In the past month, all students across a wide span of universities were surprised one late night. For Eastern students, it was during the final day of our well-deserved and much-needed spring break. The surprise occurred to me when I looked at my phone and watched a minute pass, observing the 1:59 shift into 3:00 a.m. What is this ridiculousness? According to a very quick Google search, time travel is only theoretically possible and not yet here with us. So why is it that I have jumped an hour ahead outside of my will? Have I consented to losing this very important hour of two in the morning without prior knowledge?
My entire circadian rhythm has been thrown off, and every time I look at the hour, I think to myself that it would be an hour earlier if this change had never occurred. Professors already have various policies on falling asleep in their classroom, and someone decided it was a fit decision to reduce their sleep by a whopping 60 minutes? That is three thousand six hundred seconds! At this point, we’ve really lost logical reasoning for doing things in life. Were you aware that this “daylight savings time” can lead to health risks like a 24% increase in heart attacks? Not to mention the higher stroke rates and 6% rise in fatal car accidents, according to Johns Hopkins Bloomberg School of Public Health. This sleep deprivation you people (whoever is at fault for this nonsense) are causing is unnecessary and a safety risk to all people, not just students!
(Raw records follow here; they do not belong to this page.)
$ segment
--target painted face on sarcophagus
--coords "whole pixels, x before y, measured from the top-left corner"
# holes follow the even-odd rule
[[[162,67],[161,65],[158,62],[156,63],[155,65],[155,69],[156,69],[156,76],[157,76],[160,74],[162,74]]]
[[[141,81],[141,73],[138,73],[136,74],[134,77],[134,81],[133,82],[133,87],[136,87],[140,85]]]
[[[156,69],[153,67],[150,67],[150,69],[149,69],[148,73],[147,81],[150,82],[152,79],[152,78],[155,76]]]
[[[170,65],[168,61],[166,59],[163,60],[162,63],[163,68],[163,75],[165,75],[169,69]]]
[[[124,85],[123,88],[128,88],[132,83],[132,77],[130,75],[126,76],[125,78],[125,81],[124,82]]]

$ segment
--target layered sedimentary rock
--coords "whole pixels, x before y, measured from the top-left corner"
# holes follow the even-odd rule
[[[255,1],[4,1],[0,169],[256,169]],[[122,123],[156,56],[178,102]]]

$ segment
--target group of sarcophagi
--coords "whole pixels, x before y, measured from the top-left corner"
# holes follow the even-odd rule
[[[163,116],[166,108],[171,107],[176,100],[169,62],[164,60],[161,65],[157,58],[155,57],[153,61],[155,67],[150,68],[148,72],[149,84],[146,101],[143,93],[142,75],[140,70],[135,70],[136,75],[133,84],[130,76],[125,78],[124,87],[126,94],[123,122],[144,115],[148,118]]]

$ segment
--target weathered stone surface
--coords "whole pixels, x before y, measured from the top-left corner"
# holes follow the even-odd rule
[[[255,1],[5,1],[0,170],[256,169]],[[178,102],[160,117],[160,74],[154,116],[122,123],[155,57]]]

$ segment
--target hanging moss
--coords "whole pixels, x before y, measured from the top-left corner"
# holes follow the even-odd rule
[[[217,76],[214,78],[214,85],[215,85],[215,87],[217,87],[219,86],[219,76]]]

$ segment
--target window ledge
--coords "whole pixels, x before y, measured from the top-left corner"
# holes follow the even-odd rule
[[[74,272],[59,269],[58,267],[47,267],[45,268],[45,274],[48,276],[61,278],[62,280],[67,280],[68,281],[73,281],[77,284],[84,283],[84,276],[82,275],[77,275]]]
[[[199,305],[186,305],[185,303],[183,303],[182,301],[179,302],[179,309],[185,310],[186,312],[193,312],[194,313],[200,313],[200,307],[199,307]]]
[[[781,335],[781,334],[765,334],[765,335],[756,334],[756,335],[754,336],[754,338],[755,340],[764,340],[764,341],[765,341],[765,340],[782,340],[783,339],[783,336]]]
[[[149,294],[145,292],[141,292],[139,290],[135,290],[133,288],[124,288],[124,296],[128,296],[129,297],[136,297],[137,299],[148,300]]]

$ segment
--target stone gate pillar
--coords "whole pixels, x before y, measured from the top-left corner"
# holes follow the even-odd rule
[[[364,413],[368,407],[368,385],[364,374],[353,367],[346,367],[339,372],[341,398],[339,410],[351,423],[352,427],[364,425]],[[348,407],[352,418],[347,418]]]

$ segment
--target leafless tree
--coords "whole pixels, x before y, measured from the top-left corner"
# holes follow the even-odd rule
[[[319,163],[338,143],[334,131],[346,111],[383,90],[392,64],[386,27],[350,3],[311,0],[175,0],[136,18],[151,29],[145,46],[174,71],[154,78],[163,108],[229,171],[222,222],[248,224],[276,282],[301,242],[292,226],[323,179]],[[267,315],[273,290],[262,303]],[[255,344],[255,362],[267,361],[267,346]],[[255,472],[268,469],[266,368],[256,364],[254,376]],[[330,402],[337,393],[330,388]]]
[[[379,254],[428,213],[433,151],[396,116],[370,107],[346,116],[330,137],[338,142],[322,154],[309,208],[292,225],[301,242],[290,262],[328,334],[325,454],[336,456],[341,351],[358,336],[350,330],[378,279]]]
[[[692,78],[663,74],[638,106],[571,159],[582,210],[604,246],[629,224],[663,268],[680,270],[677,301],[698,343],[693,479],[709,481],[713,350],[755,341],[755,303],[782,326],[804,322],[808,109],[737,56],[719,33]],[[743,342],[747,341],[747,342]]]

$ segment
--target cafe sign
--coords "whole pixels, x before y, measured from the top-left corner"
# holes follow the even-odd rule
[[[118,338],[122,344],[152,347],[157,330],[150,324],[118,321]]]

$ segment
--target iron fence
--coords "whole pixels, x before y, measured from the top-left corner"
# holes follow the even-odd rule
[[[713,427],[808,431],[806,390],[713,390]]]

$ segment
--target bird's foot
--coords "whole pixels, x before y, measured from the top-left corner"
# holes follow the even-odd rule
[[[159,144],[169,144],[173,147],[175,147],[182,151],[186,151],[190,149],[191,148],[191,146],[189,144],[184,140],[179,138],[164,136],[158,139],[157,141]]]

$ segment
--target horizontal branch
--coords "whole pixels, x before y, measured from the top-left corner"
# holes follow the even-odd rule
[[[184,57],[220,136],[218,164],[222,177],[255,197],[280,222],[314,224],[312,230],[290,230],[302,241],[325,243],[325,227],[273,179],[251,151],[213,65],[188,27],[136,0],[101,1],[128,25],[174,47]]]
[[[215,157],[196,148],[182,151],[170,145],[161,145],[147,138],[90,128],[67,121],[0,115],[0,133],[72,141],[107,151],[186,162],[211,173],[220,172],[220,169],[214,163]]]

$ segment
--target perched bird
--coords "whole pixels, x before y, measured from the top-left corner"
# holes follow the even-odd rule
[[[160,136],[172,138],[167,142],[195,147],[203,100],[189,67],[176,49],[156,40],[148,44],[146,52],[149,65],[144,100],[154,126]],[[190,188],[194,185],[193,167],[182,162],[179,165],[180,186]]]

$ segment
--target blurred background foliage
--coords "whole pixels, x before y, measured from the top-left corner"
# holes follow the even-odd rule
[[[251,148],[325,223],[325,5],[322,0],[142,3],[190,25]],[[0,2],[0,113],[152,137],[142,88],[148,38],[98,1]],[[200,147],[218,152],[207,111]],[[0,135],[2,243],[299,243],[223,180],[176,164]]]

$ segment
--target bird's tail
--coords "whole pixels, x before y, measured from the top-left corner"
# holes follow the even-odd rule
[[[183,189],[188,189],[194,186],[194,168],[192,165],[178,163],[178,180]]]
Kelsey Hess has taught me that this disruption to our circadian rhythms can not only reduce productivity and increase drowsiness but is also linked to diabetes, obesity and metabolic issues. Our bodies are losing rest, and so are our minds. What will we do once they decide an hour is not enough? What happens when we are actually losing multiple hours? “I fell asleep and missed my midterm, my GPA is ruined,” said one student. Now, let’s regard the absurdity of the name in itself. Daylight savings? What are we saving by losing an entire hour? Daylight savings has ruined my life, and I am now hallucinating on the way to class because someone decided to steal an hour from me without me even expecting it. Does anyone actually keep up with when daylight savings events are going to occur? This is unforgivable, and I am officially requesting a form of protest so that everyone may have all their stolen hours returned to them and successfully earn a time to catch up on all their sleep deprivation.
Altogether, this propaganda known as daylight saving time is nothing short of a boondoggle, something I will not be falling for. From now on, we should all choose our own times of day for the sake of the betterment of our livelihoods. Have an assignment due in an hour at 11:59 p.m.? It is now 6:00 p.m. If the government can do it, why can’t we? After all, it is a feature in our settings. Perhaps Google was wrong; time travel really is real, and we have simply forgotten to utilize it.